Southern, Western States Hit By H1N1 Virus

Update: 2017-07-24 09:46 GMT

As many as 13,188 cases of Influenza A (H1N1) and 632 deaths due to the virus have been reported across the country this year till July 2017 compared to 1,786 cases and 265 deaths in 2016, according to this reply by union health minister J P Nadda to the Lok Sabha (lower house of Parliament) on July 21, 2017.

Southern and western states have been the most affected by the disease this year. Tamil Nadu (2,904) has reported the highest number of cases followed by Maharashtra (2,738), Karnataka (2,480), Telangana (1,450) and Kerala (1,169).

Source: Lok Sabha

Maharashtra has reported the highest number of deaths (303), almost half of the deaths this year.

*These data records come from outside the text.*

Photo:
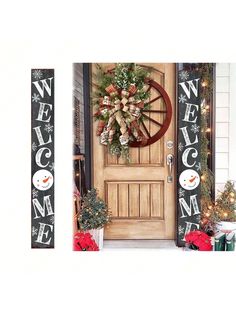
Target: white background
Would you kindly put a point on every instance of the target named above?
(55, 34)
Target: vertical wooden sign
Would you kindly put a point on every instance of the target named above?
(42, 158)
(188, 163)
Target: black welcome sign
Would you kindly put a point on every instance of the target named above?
(189, 161)
(42, 160)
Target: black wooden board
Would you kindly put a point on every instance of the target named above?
(189, 150)
(42, 158)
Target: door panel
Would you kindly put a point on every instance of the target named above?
(141, 200)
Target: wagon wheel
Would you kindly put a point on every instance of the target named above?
(167, 113)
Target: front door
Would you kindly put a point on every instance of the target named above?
(139, 195)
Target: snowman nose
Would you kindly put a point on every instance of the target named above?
(191, 180)
(46, 180)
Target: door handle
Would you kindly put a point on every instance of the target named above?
(170, 163)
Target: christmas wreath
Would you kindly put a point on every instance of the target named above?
(120, 96)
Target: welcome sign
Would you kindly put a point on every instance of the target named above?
(188, 164)
(42, 160)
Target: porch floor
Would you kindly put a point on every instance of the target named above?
(140, 244)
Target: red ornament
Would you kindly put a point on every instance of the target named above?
(199, 239)
(83, 241)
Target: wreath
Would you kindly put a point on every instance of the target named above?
(121, 94)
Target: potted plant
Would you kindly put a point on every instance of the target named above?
(225, 208)
(93, 216)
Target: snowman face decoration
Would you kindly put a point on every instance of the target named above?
(189, 179)
(43, 180)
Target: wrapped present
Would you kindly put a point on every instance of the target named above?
(106, 101)
(131, 100)
(137, 112)
(100, 127)
(104, 137)
(111, 89)
(124, 101)
(117, 107)
(124, 93)
(111, 134)
(125, 108)
(124, 139)
(132, 109)
(140, 104)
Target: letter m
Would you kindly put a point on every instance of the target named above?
(41, 209)
(188, 209)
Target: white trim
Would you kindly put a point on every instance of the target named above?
(232, 123)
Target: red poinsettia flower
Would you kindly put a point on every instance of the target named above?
(83, 241)
(198, 239)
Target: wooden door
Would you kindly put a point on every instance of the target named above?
(141, 200)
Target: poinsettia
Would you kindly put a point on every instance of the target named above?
(83, 241)
(198, 240)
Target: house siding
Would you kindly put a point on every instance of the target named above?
(225, 123)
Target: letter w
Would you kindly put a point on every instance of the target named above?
(45, 86)
(188, 209)
(190, 87)
(46, 203)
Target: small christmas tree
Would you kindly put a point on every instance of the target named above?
(225, 205)
(94, 213)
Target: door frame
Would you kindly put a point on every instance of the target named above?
(88, 120)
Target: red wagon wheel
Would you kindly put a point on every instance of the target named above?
(166, 112)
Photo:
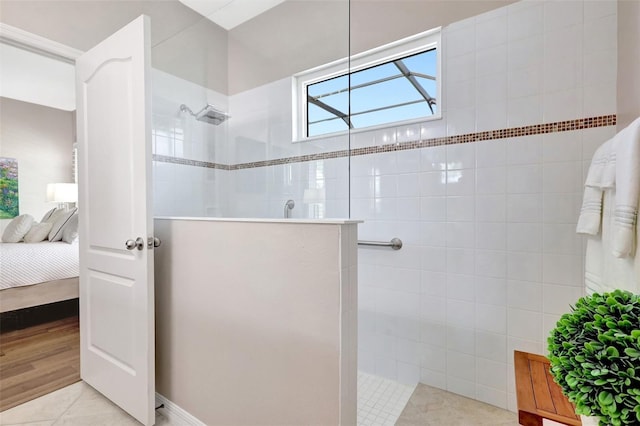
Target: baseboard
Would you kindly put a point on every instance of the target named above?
(175, 414)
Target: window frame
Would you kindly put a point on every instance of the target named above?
(427, 40)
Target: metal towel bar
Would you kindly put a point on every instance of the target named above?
(395, 243)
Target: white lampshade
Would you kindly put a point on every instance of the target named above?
(62, 192)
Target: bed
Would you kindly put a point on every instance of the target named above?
(37, 274)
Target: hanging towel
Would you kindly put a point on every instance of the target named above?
(603, 271)
(601, 176)
(615, 165)
(627, 190)
(591, 212)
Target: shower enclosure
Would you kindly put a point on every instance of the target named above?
(483, 190)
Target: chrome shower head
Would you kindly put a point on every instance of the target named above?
(209, 114)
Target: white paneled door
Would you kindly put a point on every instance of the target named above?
(116, 226)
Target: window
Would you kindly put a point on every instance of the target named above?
(394, 83)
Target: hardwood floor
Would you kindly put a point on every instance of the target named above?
(38, 360)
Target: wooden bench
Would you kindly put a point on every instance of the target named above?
(539, 397)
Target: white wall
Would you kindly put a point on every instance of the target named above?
(182, 188)
(41, 139)
(272, 343)
(491, 258)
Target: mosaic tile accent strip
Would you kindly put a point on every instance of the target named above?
(513, 132)
(187, 162)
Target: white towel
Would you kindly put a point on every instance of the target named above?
(615, 164)
(601, 176)
(591, 212)
(627, 190)
(603, 271)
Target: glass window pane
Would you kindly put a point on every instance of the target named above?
(330, 126)
(374, 102)
(407, 112)
(424, 63)
(389, 93)
(373, 73)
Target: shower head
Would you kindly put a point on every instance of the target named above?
(208, 114)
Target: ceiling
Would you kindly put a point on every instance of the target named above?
(230, 13)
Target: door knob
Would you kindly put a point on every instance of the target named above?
(138, 243)
(153, 242)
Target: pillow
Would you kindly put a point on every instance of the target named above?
(47, 215)
(55, 215)
(70, 230)
(38, 232)
(60, 221)
(17, 229)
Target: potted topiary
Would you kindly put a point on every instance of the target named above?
(594, 352)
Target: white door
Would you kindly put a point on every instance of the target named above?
(117, 353)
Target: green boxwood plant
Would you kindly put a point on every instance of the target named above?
(594, 353)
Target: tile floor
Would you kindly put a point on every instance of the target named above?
(75, 405)
(381, 401)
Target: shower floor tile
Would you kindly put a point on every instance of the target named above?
(380, 400)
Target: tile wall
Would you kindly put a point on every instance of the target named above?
(490, 259)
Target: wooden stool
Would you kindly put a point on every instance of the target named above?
(539, 397)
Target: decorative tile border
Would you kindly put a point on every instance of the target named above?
(513, 132)
(187, 162)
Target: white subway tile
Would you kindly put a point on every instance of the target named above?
(525, 19)
(460, 313)
(460, 208)
(524, 82)
(491, 60)
(560, 238)
(525, 53)
(524, 266)
(565, 177)
(461, 386)
(525, 111)
(526, 237)
(491, 153)
(491, 318)
(599, 9)
(524, 207)
(461, 339)
(461, 182)
(525, 295)
(491, 346)
(461, 121)
(526, 325)
(461, 261)
(491, 32)
(491, 263)
(460, 234)
(491, 290)
(524, 179)
(492, 374)
(461, 156)
(490, 208)
(563, 269)
(461, 366)
(434, 159)
(433, 209)
(559, 14)
(491, 116)
(433, 283)
(559, 298)
(433, 183)
(460, 287)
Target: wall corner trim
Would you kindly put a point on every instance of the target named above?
(176, 414)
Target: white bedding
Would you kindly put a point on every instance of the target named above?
(25, 264)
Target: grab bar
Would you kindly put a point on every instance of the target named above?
(395, 243)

H1N1 is a respiratory disorder, similar to the seasonal flu, and symptoms include sudden onset of fever, chills, sore throat, headache, cough and body ache.

It can cause complications like pneumonia and lung infection, and elderly, infants and those with pre-existing ailment like diabetes are vulnerable. Since the virus spreads through droplets when an infected person sneezes and/or coughs, the transmission is swift.

India had the worst outbreak of H1N1 influenza in 2015 when over 42,000 were infected and almost 3,000 died.

Apart from increasing the diagnostic capacity of laboratories where samples are tested, “central teams were also deployed to assist Kerala, Gujarat, Maharashtra, Karnataka and Telangana where large laboratory-confirmed H1N1 cases have been reported in 2017,” Nadda said.

Oseltamivir, the drug for the treatment of Influenza, can now be sold by all licenced chemists under prescription unlike earlier when only certain select pharmacies were authorised to stock the medicine, the minister said.